R.A.J. Trio: sperimentare sì ma con garbo
[MUSICA]
ROMA- immaginare uno spazio bianco, grezzo. Stendere un substrato di note, poi ripercorrere a ritroso quel viaggio musicale e costruire un secondo livello sonoro che interseca elementi tribali a miscele elettroniche.

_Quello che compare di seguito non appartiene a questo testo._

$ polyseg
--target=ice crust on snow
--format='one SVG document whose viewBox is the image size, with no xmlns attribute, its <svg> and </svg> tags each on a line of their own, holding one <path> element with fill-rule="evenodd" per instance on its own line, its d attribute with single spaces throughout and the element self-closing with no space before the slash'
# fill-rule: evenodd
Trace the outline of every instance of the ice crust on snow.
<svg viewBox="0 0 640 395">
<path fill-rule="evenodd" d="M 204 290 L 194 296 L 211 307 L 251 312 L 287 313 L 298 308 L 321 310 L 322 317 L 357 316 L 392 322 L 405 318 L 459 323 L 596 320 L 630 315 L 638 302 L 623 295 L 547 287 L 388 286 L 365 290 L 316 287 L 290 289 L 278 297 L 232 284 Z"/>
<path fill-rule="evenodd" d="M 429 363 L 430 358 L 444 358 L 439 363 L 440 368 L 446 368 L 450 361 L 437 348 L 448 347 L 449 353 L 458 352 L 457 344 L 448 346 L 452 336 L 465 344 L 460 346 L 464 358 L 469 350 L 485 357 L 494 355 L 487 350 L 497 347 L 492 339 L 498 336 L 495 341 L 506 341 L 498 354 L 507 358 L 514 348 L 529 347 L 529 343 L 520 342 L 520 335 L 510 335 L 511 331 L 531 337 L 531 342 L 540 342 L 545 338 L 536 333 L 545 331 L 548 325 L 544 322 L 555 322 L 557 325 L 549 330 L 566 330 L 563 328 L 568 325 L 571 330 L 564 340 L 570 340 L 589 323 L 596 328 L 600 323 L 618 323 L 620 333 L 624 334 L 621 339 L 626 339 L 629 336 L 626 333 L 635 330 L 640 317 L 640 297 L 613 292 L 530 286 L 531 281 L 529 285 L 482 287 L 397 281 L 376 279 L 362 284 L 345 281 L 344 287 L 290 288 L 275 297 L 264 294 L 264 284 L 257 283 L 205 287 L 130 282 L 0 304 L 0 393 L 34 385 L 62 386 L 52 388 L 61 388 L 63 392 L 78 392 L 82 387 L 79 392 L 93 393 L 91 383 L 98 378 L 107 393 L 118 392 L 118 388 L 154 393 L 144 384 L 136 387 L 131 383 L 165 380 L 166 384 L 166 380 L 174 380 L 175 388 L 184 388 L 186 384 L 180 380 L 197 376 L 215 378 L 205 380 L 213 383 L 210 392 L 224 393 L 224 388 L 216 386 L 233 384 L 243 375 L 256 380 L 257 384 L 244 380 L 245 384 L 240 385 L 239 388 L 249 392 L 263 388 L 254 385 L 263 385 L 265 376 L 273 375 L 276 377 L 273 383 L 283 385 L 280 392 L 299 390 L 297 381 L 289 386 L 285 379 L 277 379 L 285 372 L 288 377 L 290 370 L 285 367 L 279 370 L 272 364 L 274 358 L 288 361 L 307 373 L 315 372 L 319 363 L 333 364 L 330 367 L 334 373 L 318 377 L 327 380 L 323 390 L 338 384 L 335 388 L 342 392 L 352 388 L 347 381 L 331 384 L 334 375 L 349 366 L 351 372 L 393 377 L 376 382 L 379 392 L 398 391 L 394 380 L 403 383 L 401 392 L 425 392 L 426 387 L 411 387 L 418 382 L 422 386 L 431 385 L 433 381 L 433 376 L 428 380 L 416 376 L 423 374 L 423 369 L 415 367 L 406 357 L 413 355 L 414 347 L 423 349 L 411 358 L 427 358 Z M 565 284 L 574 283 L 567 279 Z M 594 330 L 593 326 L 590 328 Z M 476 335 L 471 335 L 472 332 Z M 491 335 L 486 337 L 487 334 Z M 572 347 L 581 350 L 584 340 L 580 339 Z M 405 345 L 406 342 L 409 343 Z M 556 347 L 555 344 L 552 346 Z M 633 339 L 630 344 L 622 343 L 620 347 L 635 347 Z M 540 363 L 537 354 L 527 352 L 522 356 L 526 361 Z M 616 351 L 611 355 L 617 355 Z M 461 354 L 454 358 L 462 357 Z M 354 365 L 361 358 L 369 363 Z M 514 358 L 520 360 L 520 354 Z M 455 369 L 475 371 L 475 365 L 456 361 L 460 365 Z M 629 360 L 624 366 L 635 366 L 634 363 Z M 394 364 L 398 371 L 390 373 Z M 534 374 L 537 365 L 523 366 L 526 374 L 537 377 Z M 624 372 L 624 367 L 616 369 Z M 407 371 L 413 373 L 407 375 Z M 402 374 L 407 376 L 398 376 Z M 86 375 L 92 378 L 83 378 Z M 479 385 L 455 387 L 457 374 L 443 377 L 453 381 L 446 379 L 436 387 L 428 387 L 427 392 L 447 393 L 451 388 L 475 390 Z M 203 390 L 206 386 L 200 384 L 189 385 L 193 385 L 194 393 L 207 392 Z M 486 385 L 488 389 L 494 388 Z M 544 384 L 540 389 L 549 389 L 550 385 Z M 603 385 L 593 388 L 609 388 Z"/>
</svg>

E’ il percorso a bivi disegnato in musica che Michele Rabbia, Antonio Jasevoli e Marcello Allulli hanno presentato all’Auditorium Parco della Musica di Roma lo scorso 12 ottobre. R.A.J. Trio è il disco che raccoglie in digitale un incontro di tre fuoriclasse della musica nostrana. Il viaggio nei meandri dell’avanguardia e della sperimentazione sonora prende vita all’interno del Teatro Studio, raccolta anticamera, timpano capacitivo di momenti surreali. Sebbene il Trio sprigioni forme musicali nuove, al limite tra il rumorismo sfrenato e la sperimentazione assoluta, il percorso offre validi momenti di sostegno per gli ascoltatori meno avvezzi. In realtà si scopre, nota per nota, un viaggio nell’intimità della musica e dei sentimenti.
Le tensioni giungono vorticose quando il Trio svolge un tessuto fatto di elettronica e vibrazioni armoniche, ma porta alla distensione con note ben calibrate, dolci, persino melodiche. Il funambolismo di Michele Rabbia, batterista che affonda nella ricerca quasi spasmodica il suo credo musicale, dichiara apertamente il suo amore per la comunicazione visiva, oltre che sonora. La ritmica incessante, a volte costruita sui vuoti, miscela sapientemente oggetti che parlano del loro rumore: catene, tubi di plastica risuonano assieme con le movenze ipercinetiche del musicista. La chitarra di Jasevoli è l’incanto dell’arpeggio soave e lo stridio delle corde, presagio di un momento sonoro che riporta alla mente il fluire della musica e dei suoni industriali. Il Sax di Allulli si inserisce tra le partiture quasi fosse voce di basso e di tastiere, quasi fosse l’archetipo del progetto. Per chi cerca sempre qualche assonanza, il tragitto potrebbe seguire alcune orme sparse di John Zorn, oppure sentori degli intrecci cosmici di Joe Zawinul e i suoi Syndicate.
Ma è l’elettronica che irrompe spesso e che soggiace come filo conduttore del progetto. A volte suonata con isteria, a volte come sospensione dalle dissonanze e per l’occasione spunta una felpa rossa che Michele Rabbia indossa come feticcio per entrare nel mondo dei DJ e della “generazione laptop”. Quando meno te lo aspetti risuona una chitarra classica, ossigeno per far riprendere fiato ai meno allenati. Ma quanto lo strumento classico sta dentro il viaggio, è sensazione più unica che rara. Solo verso la fine, cinquanta minuti con tanti sorrisi sotto i baffi, ci si accorge che la sperimentazione intrisa con il jazz e il tribale rappresenta tante piccole luci che guidano l’ascoltatore, sono ganci di sicurezza perché non ci si perda. E ti lascia quel sapore in bocca, giusto così, per poter tornare a casa con qualche melodia nella testa e quella voglia, strana, di ascoltare almeno un altro assaggio/passaggio. E lo porto con me nella tasca, così la prossima volta sarà un nuovo viaggio.